Why Did US Factory Orders Fall by 1.0% in May?



Factory orders fall by 1.0%

New factory orders in the US fell by 1.0% in May—compared to the forecast of a fall of 0.8%. The factory orders for April were also revised down to a rise of 1.8%. The report indicated that weak global demand and growing strength of the dollar were the major reasons for the fall in the factory orders. Weak demand was evident in the transportation and defense capital goods sectors. Transportation demand fell by 5.7%, while defense goods fell by 28.1%.

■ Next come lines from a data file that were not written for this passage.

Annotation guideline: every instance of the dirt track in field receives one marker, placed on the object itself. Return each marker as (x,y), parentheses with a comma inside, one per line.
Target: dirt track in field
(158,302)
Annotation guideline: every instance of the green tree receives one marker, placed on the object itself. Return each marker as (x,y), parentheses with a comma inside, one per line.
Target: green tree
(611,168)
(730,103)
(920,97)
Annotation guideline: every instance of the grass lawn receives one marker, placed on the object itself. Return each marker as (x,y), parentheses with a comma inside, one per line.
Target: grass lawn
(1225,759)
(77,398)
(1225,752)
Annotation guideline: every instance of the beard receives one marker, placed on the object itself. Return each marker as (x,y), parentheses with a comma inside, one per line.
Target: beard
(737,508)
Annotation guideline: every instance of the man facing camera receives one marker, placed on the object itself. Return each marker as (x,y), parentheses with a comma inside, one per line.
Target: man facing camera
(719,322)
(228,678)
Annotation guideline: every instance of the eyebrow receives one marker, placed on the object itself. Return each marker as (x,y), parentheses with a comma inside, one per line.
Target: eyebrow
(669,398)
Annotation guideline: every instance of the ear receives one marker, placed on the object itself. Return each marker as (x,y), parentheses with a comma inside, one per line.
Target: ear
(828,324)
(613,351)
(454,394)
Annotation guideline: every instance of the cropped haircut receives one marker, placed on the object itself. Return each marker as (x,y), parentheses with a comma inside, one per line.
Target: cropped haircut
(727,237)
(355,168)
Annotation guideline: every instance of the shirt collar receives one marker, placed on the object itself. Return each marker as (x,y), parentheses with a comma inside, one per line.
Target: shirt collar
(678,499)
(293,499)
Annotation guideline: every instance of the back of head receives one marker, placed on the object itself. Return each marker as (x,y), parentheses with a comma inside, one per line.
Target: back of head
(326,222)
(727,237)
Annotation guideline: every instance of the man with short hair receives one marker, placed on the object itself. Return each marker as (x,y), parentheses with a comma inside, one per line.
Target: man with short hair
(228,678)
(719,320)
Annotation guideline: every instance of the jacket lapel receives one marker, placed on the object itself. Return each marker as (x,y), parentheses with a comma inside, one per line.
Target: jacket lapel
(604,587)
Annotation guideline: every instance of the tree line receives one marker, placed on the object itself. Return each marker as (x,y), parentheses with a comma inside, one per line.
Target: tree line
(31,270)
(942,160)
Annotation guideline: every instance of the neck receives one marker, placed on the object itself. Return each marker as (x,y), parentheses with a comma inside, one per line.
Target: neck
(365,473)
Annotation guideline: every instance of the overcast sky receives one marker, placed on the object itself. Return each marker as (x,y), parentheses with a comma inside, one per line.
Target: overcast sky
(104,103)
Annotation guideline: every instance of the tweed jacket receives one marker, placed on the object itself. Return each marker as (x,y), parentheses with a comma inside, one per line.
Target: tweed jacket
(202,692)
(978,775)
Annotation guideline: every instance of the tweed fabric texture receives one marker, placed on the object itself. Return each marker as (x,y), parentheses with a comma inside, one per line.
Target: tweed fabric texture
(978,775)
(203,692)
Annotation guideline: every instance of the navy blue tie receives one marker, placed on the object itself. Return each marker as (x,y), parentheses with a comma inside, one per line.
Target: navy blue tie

Article continues below advertisement

Looking at the week ahead

The major data release for the week would be the non-farm payroll employment change scheduled for July 8. Before then, we also have other major data releases including the Federal Open Market Committee minutes on July 6. The ISM non-manufacturing purchasing managers’ index is also scheduled for July 6, while the ADP employment data are expected to be released on July 7. Read Why Employment Numbers Are this Week’s Center of Attention for a detailed macro calendar for the week.

Banking and energy ETFs fall

US markets were trading on a negative bias on July 5. They took cues from negative sentiments in the global markets. Read Are Global Indexes Pointing to a Weak Start for US Markets? to learn how the global indexes were trading weaker.

The ETFs that posted major losses on July 5 included the SPDR S&P Oil & Gas Exploration & Production ETF (XOP). XOP fell by 3.7%. In the energy sector, the Energy Select Sector SPDR ETF (XLE) fell by 2.0%.

The banking sector was also on a steep negative trajectory. Both the SPDR S&P Bank ETF (KBE) and the SPDR S&P Regional Banking ETF (KRE) fell by 3.0%. Risk aversion saw the SPDR Gold Shares ETF (GLD) and the Utilities Select Sector SPDR ETF (XLU) rise by 0.83% and 0.74%, respectively.